Search code examples
rggplot2geom-text

Ggplot2: geom_text() adds additional, unwanted values to plot


I have a seemingly simple problem that I can't solve: too many values appear on my plot. I only want to see the total count (tot_q which is n) once, and the relevant pc (percentage for categories where quality is 1). Here is my example code:

category <- as.factor(c(1, 2, 3, 3, 2, 2, 1, 2, 4, 4, 1, 3, 2, 2, 2, 1))
quality <- as.factor(c(0, 1, 1, 0, 0, 0, 1, 0, 0, 1, 1, 1, 0, 0, 1, 1))
mydata <- data.frame(category, quality)

mydata2<- mydata %>% group_by(category,quality) %>% mutate(count_q = n()) %>%
  group_by(category) %>% mutate(tot_q=n(),pc=count_q*100/tot_q)

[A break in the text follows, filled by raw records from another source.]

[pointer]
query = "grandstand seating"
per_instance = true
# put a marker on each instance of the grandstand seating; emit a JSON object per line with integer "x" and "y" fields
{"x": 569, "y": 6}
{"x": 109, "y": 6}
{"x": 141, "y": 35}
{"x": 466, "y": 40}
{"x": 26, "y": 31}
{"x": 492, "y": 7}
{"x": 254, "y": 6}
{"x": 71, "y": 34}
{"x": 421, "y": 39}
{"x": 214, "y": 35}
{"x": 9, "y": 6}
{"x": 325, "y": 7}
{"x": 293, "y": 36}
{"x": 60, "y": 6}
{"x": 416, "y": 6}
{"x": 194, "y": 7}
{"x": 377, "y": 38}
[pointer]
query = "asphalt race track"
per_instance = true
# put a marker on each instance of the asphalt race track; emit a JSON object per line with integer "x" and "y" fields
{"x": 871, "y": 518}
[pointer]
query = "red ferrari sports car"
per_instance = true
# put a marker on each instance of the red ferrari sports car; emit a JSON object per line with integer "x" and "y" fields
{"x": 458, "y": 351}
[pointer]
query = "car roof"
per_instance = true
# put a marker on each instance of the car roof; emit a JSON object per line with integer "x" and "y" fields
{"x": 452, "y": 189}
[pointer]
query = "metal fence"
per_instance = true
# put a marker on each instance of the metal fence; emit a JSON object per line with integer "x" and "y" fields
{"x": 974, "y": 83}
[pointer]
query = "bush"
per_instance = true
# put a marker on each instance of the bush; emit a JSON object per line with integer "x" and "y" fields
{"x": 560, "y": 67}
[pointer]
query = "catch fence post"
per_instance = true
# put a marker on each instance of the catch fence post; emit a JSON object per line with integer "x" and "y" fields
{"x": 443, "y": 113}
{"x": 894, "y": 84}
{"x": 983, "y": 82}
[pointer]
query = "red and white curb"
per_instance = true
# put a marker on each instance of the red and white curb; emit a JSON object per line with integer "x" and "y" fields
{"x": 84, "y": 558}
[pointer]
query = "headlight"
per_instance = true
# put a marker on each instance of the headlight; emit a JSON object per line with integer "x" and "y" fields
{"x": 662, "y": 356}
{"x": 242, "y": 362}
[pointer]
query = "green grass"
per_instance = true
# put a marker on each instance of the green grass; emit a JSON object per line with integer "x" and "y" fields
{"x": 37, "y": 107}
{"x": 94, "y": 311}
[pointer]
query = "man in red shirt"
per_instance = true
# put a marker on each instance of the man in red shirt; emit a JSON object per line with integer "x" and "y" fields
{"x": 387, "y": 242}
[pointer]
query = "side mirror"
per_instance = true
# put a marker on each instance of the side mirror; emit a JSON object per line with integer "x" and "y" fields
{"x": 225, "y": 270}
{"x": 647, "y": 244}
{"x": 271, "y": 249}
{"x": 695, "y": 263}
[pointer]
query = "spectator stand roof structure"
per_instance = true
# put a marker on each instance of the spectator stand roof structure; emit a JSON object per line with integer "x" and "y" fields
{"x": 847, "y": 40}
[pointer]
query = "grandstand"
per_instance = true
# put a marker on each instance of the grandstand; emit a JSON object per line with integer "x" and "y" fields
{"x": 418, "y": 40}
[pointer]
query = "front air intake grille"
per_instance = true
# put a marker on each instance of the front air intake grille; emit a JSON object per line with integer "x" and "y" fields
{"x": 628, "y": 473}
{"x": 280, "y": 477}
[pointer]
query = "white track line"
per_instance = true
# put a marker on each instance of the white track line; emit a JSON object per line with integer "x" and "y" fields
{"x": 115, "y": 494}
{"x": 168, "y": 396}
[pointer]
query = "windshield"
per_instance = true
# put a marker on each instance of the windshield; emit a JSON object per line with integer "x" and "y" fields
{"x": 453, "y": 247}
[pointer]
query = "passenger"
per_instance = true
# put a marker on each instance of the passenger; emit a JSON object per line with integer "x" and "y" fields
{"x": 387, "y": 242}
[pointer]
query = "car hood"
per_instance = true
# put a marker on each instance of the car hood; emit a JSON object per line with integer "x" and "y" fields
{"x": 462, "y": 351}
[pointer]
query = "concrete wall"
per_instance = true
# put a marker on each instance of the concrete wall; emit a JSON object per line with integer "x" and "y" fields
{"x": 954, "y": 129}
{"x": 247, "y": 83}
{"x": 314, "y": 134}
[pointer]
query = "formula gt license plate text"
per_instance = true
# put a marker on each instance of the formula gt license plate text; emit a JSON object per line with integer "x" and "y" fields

myplot <- ggplot(mydata2, aes(x= category, y = pc)) +
  geom_bar(position = 'dodge', stat='identity', fill="lightblue") +
  geom_text(aes(label=round(pc)), position=position_dodge(0.9), vjust=-0.5) +
  geom_text(aes(label=round(tot_q)), nudge_y = 15, col="red")

myplot

Question: why do I get the tot_q value twice (the red numbers)? Furthermore, how might I hide the lower percentage (e.g. in category 1 I would only want to see 75%)? I imagine it has something to do with my pre-processing of the data but I can't figure out what to do differently.

enter image description here


Solution

  • using the subset data (quality = 1) for geom_text()

    library(ggplot2)
    library(dplyr)
    category <- as.factor(c(1, 2, 3, 3, 2, 2, 1, 2, 4, 4, 1, 3, 2, 2, 2, 1))
    quality <- as.factor(c(0, 1, 1, 0, 0, 0, 1, 0, 0, 1, 1, 1, 0, 0, 1, 1))
    mydata <- data.frame(category, quality)
    
    mydata2<- mydata %>% group_by(category,quality) %>% mutate(count_q = n()) %>%
      group_by(category) %>% mutate(tot_q=n(),pc=count_q*100/tot_q)
    
    myplot <- ggplot(mydata2, aes(x= category, y = pc)) +
      geom_bar(position = 'dodge', stat='identity', fill="lightblue") +
      geom_text(data = filter(mydata2, quality == 1),
        aes(label=round(pc)), position=position_dodge(0.9), vjust=-0.5) +
      geom_text(data = filter(mydata2, quality == 1),
        aes(label=round(tot_q)), nudge_y = 15, col="red")
    
    myplot
    

    Created on 2020-04-21 by the reprex package (v0.3.0)